Ernest Hemingway is credited with saying that all American literature begins with Huckleberry Finn. This statement usually is quoted to introduce to some earlier work to disprove it. My choice for disproving it is Knickerbocker’s History of New York by Washington Irving.
Assuming that Hemingway really made the statement (and I have not been able to verify this), I understand what he meant. The Adventures of Huckleberry Finn has a uniquely American voice, setting and characters. You might argue that James Fennimore Cooper was uniquely American, but it is hard to regard his work as literature. But Knickerbocker’s History, published in 1809, set the tone for irreverent American humor for the next two centuries.
It is true that Irving’s earliest success was in England, that he lived much of his life outside the United States, and that Knickerbocker’s History is about Dutch colonists in the New World. But this mock epic satirizes a strain of American self-importance that survives today as American Exceptionalism.
As American as apple brandy
Irving is best known today for two short stories, “Rip Van Winkle” and “The Legend of Sleepy Hollow,” both of which appeared in his Sketch Book of Geoffrey Crayon, Gentleman in 1820. These stories deserve their reputations. But neither is as laugh-out-loud funny as Knickerbocker’s History. Although it makes fun of early nineteenth century attitudes, the humor is as fresh today as when it was written. Self-important leaders are ridiculed, their citizens are gently chastised and pointless squabbles are inflated to the status of Homeric battles.
Knickerbocker’s History began as a joint project of Washington and his brother Peter Irving. Washington, who already was making a name for himself as a humorous writer, took over the project when his brother left the country on business. The reader is told what to expect in the full title of the book:
A History of New York
From the Beginning of the World to the End of the Dutch Dynasty
Containing, among many surprising and curious matters, the unutterable pondering of Walter the Doubter, the disastrous projects of William the Testy, and the chivalric achievements of Peter the Headstrong—the three Dutch Governors of New Amsterdam; being the only authentic history of the times that ever hath been or ever will be published.
It begins with the creation of the world, continues through Hendrick Hudson’s voyage of discovery up the river that bears his name and the settlement of the beautiful island of Manahattoes by the Dutch heroes.
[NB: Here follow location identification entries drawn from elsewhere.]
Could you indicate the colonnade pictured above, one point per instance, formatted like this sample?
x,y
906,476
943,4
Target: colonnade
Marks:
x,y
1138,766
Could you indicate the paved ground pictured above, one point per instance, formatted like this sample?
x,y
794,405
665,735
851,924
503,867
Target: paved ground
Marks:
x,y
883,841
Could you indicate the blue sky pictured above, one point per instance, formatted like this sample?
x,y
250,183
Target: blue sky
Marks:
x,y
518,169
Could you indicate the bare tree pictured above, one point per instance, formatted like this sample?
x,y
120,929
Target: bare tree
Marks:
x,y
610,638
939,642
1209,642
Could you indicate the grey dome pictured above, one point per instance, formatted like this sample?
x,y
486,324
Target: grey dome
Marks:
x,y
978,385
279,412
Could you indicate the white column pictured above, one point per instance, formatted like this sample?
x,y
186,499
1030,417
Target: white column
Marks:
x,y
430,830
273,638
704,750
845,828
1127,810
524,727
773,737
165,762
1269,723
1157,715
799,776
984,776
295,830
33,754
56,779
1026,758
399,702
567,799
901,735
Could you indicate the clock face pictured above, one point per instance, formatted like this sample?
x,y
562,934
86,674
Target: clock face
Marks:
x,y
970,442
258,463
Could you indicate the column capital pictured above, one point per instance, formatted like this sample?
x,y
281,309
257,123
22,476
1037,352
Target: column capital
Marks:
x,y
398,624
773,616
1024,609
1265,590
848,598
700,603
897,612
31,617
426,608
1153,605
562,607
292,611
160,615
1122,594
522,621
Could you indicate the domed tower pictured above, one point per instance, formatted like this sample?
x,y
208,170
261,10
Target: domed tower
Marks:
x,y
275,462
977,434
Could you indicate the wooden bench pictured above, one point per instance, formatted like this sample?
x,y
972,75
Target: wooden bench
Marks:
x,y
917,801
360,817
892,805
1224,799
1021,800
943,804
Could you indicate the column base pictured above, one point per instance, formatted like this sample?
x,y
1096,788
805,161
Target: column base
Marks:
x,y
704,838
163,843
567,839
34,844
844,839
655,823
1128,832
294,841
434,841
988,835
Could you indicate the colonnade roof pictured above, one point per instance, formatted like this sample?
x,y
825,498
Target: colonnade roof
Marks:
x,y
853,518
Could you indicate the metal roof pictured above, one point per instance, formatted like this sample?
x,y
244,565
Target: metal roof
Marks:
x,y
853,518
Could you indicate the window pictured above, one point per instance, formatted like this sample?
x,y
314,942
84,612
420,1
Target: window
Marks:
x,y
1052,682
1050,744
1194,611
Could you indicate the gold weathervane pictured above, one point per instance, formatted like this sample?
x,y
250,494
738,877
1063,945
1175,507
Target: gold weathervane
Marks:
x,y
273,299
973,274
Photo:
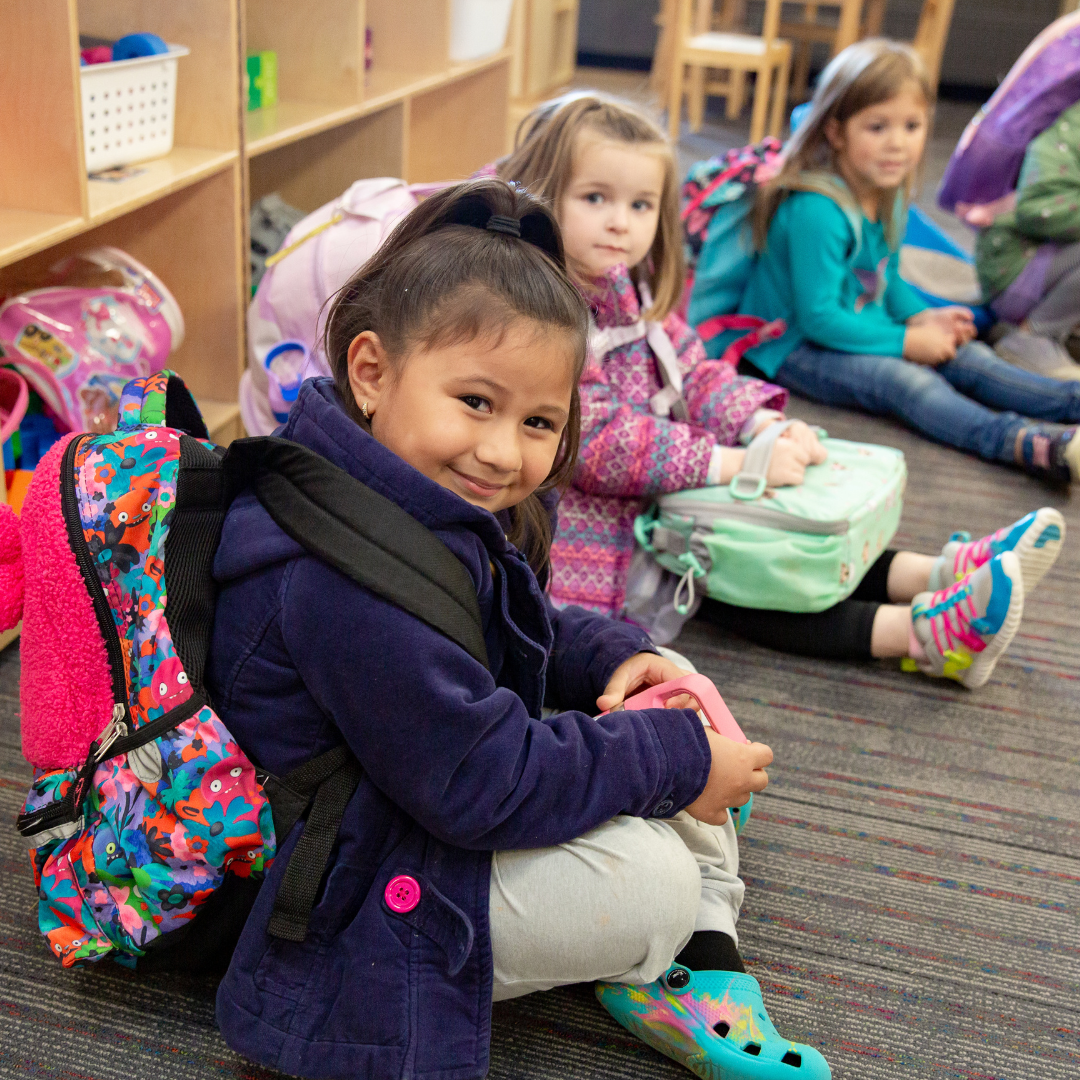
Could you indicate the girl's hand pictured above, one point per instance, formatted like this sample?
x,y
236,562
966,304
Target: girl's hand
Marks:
x,y
639,671
807,437
790,459
738,771
929,343
954,318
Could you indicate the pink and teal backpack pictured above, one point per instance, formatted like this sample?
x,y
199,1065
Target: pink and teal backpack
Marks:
x,y
149,826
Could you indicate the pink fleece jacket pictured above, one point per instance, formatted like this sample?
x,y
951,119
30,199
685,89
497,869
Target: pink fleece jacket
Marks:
x,y
65,690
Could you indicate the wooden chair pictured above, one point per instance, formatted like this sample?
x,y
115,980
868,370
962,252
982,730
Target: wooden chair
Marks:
x,y
930,37
693,43
855,19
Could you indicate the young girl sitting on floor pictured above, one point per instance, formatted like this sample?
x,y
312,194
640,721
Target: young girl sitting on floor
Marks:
x,y
856,335
486,852
609,172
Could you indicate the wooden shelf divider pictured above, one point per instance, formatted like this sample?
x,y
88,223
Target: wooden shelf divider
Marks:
x,y
185,215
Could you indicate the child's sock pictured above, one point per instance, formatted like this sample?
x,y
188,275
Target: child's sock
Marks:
x,y
711,950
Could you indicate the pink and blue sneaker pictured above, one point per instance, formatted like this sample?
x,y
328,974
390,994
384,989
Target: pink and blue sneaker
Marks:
x,y
714,1023
1036,538
960,632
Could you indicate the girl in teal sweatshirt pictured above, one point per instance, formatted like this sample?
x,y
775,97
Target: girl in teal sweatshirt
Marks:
x,y
829,226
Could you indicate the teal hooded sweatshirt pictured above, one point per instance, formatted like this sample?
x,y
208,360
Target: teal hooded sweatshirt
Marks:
x,y
807,277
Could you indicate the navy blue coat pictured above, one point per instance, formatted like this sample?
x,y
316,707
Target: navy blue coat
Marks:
x,y
456,765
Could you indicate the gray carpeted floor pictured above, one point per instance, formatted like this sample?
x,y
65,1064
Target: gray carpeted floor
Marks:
x,y
913,902
913,871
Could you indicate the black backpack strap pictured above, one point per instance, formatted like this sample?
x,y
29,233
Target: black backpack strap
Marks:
x,y
193,536
304,875
362,534
180,408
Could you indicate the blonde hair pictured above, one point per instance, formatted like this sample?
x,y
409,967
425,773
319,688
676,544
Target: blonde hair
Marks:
x,y
542,161
865,73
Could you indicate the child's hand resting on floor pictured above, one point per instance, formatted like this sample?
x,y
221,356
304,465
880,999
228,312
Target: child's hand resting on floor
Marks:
x,y
738,771
933,336
954,316
929,343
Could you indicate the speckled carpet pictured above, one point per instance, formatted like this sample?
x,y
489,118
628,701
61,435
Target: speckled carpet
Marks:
x,y
913,871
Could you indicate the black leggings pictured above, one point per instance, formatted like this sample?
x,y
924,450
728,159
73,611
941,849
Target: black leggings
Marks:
x,y
841,632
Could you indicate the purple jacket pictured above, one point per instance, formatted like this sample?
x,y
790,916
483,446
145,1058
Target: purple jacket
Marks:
x,y
456,765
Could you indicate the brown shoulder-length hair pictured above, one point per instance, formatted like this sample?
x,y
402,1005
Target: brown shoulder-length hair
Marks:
x,y
863,75
436,283
542,161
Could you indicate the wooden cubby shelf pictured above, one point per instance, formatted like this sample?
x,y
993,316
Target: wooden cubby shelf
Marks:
x,y
185,215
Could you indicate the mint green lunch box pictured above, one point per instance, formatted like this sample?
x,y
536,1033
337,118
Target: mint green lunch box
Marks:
x,y
786,549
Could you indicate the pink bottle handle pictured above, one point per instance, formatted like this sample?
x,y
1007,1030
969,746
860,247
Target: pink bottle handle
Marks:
x,y
702,690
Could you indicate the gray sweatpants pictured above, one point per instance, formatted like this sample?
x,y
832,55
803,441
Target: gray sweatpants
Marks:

The style is as obliviously self-important as anything produced by today’s politicians. Take, for example, this passage from his chapter on Cosmology: “And now I give my readers fair warning that I am about to plunge, for a chapter or two, into as complete a labyrinth as ever historian was perplexed withal; therefore, I advise them to take fast hold of my skirts, and keep close at my heels, venturing neither to the right hand nor to the left, lest they get bemired in a slough of unintelligible learning, or have their brains knocked out by some of those hard Greek names which will be flying about in all directions.”
As contemporary as politics
Knickerbocker’s History continues to work as humor and as social and political satire because so little has changed in the last 200 years. According to Diedrich Knickerbocker, the purported author of the history, New Amsterdam was the center of the universe from the time of its founding by the Dutch, and New Yorkers continue to hold that belief to this day. Running through the book is the rivalry between New Amsterdam and its neighbors to the north in New England, particularly at that other center of the universe, Boston—a rivalry that persists to this day between the Yankees and the Red Sox.
The book also works because of Irving’s skill as an observer and writer and his obvious love for the people and places he is writing about. Irving had a long and successful career (although an unhappy personal life) as a writer, historian and diplomat. But for my money, his first major work is among his best and stands the test of time.
There are plenty of editions of this book available. Check out a local bookstore or library for a copy.